Abstract

Angiotensin Converting Enzyme (ACE) or Kininase II has a pivotal role determining the local activity of the renin angiotensin and kallikrein kinin systems. Angiotensin II (Ang II), a main hormone of the renin system, has a well established participation as a renal injury agent in models of renal disease with tubulointerstitial fibrosis. Although, since its discovery, ACE has been known to convert Ang I to Ang II, and to inactivate bradykinin (BK), only recently has been emerged evidence for a role of BK with renal protective and antifibrotic effects opposing Ang II. Pertinent to the tubulointerstitial injury, where infiltration and proliferation of macrophages and fibroblast occur, ACE also regulates the levels of the natural hemoregulatory peptide, N-acetyl-seryl-aspartyl-lysyl-proline (Ac-SDKP).

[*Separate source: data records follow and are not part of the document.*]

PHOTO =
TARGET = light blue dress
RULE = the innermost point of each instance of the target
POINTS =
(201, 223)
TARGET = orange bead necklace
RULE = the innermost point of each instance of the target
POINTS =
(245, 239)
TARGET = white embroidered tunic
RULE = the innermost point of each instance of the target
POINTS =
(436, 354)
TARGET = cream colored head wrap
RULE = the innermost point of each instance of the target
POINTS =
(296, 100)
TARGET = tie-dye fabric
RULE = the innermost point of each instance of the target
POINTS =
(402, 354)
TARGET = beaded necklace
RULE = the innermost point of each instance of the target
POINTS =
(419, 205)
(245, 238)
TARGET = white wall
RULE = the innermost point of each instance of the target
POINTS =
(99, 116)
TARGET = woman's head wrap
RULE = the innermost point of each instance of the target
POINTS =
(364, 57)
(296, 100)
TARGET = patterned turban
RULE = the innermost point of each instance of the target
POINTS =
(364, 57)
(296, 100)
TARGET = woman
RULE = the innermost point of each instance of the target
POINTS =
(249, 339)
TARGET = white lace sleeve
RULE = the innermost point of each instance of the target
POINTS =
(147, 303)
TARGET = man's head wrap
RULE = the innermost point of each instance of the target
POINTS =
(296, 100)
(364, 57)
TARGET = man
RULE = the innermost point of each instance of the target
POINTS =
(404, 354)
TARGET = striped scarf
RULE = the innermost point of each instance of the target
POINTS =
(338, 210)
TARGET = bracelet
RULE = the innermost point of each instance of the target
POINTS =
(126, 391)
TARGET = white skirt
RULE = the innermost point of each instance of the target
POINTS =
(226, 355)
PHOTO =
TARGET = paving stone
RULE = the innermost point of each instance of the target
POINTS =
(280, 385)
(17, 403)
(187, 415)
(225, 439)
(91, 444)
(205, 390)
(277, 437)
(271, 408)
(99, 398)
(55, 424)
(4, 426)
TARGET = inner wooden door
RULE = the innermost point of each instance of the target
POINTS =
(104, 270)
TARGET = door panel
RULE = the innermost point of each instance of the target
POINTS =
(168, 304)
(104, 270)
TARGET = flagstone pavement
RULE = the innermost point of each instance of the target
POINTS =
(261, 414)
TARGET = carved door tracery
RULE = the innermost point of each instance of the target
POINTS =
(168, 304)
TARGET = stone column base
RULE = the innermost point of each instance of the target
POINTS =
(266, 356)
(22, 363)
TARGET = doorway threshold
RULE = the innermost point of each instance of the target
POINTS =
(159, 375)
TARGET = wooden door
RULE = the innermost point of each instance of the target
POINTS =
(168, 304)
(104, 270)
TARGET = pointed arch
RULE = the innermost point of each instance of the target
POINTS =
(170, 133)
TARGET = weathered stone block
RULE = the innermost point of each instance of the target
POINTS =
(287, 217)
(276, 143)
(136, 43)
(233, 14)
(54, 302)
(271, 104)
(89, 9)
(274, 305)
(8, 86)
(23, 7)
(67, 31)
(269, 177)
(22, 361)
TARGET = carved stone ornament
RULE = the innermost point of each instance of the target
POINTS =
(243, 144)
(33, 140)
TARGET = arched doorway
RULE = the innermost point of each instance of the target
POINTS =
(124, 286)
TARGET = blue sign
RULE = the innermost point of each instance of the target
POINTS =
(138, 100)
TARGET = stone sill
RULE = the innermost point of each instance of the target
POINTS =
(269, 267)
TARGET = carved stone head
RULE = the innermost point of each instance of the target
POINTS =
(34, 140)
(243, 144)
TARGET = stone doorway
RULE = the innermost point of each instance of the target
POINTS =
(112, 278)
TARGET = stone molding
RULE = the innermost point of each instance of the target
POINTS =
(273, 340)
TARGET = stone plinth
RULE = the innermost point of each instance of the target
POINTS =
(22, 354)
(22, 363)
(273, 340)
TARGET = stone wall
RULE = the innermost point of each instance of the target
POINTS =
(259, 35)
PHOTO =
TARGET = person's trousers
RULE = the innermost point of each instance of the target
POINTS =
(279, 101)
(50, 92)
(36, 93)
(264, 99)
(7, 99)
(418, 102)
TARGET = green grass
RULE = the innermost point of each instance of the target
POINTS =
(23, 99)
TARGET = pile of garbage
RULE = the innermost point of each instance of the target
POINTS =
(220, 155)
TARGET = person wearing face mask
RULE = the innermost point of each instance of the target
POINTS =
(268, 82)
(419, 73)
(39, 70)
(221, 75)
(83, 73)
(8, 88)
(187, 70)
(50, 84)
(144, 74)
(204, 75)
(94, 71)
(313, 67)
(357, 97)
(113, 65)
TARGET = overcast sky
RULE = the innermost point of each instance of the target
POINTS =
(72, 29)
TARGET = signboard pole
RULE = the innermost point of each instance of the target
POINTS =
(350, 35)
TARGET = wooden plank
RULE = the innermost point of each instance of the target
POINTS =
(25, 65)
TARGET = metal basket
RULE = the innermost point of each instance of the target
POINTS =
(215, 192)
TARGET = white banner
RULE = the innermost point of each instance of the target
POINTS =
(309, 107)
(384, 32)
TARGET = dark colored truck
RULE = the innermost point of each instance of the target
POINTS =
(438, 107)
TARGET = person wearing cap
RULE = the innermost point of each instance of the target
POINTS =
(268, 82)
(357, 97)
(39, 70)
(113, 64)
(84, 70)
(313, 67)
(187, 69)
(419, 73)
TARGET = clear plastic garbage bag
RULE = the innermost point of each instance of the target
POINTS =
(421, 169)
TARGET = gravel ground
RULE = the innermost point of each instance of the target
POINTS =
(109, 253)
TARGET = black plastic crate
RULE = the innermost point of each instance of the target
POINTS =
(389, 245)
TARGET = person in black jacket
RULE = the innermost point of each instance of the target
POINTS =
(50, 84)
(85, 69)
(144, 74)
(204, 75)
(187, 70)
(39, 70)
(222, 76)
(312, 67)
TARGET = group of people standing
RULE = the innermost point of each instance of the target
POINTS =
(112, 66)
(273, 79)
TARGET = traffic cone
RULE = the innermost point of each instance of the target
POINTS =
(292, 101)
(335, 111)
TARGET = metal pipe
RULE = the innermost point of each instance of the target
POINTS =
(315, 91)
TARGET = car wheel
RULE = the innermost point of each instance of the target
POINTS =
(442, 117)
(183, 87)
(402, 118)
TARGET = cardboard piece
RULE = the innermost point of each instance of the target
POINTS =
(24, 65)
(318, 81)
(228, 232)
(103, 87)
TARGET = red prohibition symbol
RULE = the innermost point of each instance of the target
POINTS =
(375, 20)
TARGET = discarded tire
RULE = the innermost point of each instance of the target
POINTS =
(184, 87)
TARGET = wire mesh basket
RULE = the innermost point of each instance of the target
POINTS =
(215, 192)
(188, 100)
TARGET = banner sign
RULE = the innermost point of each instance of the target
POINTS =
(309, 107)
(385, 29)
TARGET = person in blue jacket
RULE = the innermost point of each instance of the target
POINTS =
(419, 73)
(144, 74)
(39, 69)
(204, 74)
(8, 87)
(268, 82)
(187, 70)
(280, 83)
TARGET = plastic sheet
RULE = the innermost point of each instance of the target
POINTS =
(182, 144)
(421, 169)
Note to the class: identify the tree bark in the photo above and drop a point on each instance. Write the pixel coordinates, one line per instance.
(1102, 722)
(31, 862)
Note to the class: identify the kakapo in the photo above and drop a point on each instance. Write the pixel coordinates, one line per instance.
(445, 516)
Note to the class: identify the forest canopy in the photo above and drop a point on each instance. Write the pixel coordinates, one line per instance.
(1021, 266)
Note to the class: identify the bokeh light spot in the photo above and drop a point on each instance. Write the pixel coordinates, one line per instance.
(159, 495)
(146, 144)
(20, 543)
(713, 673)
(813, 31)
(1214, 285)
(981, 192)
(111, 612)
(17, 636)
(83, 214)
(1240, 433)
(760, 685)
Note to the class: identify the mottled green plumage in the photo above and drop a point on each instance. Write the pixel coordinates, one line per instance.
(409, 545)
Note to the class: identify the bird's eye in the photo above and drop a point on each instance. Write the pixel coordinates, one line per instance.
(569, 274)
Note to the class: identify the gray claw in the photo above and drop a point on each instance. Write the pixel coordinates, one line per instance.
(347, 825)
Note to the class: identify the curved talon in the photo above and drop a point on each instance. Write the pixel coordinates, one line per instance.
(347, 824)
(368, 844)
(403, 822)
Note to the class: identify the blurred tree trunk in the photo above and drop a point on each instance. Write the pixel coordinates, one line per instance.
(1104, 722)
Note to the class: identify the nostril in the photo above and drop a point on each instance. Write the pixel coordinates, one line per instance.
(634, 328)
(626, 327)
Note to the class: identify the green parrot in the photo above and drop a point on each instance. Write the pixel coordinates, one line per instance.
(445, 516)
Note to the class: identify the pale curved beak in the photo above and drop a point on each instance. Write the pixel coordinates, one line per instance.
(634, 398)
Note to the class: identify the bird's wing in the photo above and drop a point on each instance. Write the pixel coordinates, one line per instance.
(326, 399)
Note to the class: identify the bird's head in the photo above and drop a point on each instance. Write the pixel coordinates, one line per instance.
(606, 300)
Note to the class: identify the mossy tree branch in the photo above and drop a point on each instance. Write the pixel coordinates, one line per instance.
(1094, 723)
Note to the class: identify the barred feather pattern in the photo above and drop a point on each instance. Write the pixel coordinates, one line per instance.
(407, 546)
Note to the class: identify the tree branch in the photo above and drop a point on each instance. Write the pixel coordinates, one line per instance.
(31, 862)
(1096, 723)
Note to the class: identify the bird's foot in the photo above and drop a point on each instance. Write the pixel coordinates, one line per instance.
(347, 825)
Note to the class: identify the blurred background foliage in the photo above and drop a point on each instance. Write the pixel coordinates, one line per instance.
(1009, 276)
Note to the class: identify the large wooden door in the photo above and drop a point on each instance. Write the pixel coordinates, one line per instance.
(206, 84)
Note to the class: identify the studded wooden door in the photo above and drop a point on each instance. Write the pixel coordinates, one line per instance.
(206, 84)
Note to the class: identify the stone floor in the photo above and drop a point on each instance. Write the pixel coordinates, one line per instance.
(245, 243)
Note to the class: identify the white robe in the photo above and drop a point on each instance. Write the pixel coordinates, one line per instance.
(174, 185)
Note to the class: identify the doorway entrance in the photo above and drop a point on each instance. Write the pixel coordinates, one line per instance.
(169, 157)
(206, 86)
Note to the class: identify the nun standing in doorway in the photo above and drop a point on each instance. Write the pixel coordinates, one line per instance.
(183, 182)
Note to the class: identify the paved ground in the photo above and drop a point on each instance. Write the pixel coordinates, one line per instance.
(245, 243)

Owing the importance of tissue ACE, its distribution was studied in several models of renal injury. The results showed increased ACE in proximal tubules and ACE induction in the cell infiltrated tubulointerstitium (macrophages and myofibroblasts) of injured kidneys from hypokalemic, Goldblatt hypertensive, Ang II and phenylefrine infused rats, and in both human diabetic and membranous nephropathies. ACE, in addition to Ang II generation, may play a pathogenic role through the hydrolysis of BK and Ac-SDKP. Thus, local increase in ACE can be a novel mechanism involved in tubulointerstitial renal injury, providing, from an anatomical ground, a pathological basis for the putative deleterious effect of ACE in the diseased kidneys, and the beneficial effect of ACE inhibition.